Obviously only the first are worth listening to, though the second are the loudest and the third are the most numerous.
And the issue with listening to the first group is that we have to do it in the right order. The principle of not having the government regulate is that the free market will take care of it, but there is currently no free market for telecommunications, in part because the government has given the incumbents access to eminent domain and a trillion dollars in government subsidies over the past century. So the order of things would have to be to first somehow have strong last-mile competition (e.g. more than 20 providers on average) and only then remove network neutrality.
The people who actually believe this also believe that last mile is not a natural monopoly.
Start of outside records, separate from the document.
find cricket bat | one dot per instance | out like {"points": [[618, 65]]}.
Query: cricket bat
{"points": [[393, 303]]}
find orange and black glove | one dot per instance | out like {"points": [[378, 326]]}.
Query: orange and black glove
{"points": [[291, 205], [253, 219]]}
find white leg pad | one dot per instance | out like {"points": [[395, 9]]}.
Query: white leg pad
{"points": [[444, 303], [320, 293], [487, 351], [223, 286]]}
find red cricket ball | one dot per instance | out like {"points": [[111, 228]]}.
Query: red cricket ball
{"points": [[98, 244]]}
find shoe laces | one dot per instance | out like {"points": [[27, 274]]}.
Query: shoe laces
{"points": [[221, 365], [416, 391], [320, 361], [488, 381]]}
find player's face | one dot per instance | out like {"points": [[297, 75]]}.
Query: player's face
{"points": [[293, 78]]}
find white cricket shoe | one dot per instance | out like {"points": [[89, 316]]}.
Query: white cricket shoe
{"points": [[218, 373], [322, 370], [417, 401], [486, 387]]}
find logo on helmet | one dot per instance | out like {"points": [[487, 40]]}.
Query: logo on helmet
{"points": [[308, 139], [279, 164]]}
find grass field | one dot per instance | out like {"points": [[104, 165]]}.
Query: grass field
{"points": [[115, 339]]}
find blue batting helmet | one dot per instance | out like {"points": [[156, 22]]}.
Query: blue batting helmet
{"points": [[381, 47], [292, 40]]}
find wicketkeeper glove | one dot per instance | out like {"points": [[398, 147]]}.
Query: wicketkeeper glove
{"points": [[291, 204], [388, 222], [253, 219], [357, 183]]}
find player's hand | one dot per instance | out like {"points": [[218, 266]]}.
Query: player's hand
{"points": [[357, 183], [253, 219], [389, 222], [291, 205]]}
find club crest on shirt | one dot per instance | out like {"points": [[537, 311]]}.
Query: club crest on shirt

The proper way to answer it is to give them e.g. Nevada and let them prove it. Then once Nevada somehow has 20 independent last mile providers, we can do the same thing everywhere else and won't need network neutrality anymore. And if they're wrong and they fail, then we'll know for sure and the only people opposed will be the people no one should ever listen to.
In theory they could also fail because they're wrong about something else, but whose problem is that? Either they can figure out how to have competition without regulation, or they can't and we need network neutrality.
Not trying to get involved in the debate around net neutrality, but you'd have to have criteria around what is success and what is failure. Depending on how you measure it, there are very few government programs that couldn't be simultaneously cast as either a success or failure depending on which criteria were chosen after the fact.
Clearly, those in favor will point out its positives and discard its negatives, and vice versa.
The point, I think I'm making, is that for those opposed to net neutrality, maybe some would be less opposed if success and failure were clearly defined, and whatever regulations enacted were the least and most tailored amount of regulations meant to specifically prevent the previously defined failure states. Giving broad and ambiguous authority over something like "the internet" is fraught with both wonder and peril, and until and unless "good" and "bad" are quantified, it seems unfair to castigate "the other side" as shills, or ignorant (not that I'm suggesting that you've done that, but it's definitely been done).
I can actually give you a pretty good definition if you want one.
Competition sufficient so that no last mile ISP has enough market power to charge transit or content providers for access to their customers. That's the exact minimum amount of competition necessary so that you don't need network neutrality regulations -- enough so that the market does the job for you.
We asked you to stop posting like this, so we've banned the account. We're happy to unban accounts if you email us at hn@ycombinator.com and we believe you'll post civilly and substantively in the future.
As it turns out, it doesn't matter if you're against net neutrality, it's still probably in your interest. Exceptions might include if you're a telecom rentier or an authoritarian interested in policing content.